Re: Novice question

From: Philippe Verdy (verdy_p@wanadoo.fr)
Date: Mon Mar 22 2004 - 13:53:16 EST

Next message: Peter Kirk: "Re: Novice question"

Previous message: Stefan Persson: "Re: Novice question"
In reply to: Stefan Persson: "Re: Novice question"
Next in thread: Peter Kirk: "Re: Novice question"
Reply: Peter Kirk: "Re: Novice question"
Messages sorted by: [ date ] [ thread ] [ subject ] [ author ] [ attachment ]
Mail actions: [ respond to this message ] [ mail a new topic ]

From: "Stefan Persson" <alsjebegrijptwatikbedoel@yahoo.se>
> Philippe Verdy wrote:
> > Some browsers will need NCRs, some will accept UTF-8, some will need a
> > "x-user-defined" encoding which is not a standard encoding for use in
conforming
> > HTML 3.2...
>
> Isn't that only the case with non-BMP code points?

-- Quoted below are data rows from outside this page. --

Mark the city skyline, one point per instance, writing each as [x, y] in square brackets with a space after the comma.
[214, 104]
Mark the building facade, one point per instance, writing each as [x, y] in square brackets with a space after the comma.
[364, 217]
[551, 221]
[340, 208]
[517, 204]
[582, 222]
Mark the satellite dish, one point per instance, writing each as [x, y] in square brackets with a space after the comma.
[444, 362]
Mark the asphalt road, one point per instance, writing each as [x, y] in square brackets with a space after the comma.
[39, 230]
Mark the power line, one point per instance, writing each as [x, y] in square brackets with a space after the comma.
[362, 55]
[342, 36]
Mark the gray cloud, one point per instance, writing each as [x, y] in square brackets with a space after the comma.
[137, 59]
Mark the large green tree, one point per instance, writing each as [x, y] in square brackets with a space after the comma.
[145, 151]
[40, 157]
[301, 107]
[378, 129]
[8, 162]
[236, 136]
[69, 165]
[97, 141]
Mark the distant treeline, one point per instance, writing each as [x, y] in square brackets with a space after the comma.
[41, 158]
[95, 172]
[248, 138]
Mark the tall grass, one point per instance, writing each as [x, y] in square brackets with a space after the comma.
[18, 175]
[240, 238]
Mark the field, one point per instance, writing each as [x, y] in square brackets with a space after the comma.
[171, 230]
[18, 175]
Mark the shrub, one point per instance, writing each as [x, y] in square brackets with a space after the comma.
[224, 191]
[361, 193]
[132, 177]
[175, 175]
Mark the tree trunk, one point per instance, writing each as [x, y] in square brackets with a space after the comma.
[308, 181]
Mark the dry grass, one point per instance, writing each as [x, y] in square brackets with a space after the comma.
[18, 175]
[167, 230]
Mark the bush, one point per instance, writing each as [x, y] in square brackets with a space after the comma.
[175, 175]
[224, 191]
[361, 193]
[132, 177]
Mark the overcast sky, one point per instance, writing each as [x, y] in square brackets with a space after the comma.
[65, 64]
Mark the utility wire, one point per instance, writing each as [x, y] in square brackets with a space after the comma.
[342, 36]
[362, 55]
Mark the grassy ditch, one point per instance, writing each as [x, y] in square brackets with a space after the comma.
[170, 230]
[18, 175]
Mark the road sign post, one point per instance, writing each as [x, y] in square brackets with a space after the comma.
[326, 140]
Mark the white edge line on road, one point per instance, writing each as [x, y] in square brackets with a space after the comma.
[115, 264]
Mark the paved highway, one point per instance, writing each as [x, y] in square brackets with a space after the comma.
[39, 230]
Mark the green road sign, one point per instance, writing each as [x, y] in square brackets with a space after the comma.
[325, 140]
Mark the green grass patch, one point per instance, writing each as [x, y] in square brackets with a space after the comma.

I don't know, but for now IE is known to support non-BMP characters only through
NCRs, even in UTF-8 documents, AND only if the "x-user-defined" encoding is
specified (which is a non standard alias of UTF-8 with special behavior to
select a specific user-defined default font instead of using the per-script
default font) or with manual selection of the "User-Defined" encoding in the
Display menu, and only after patching some registry entries.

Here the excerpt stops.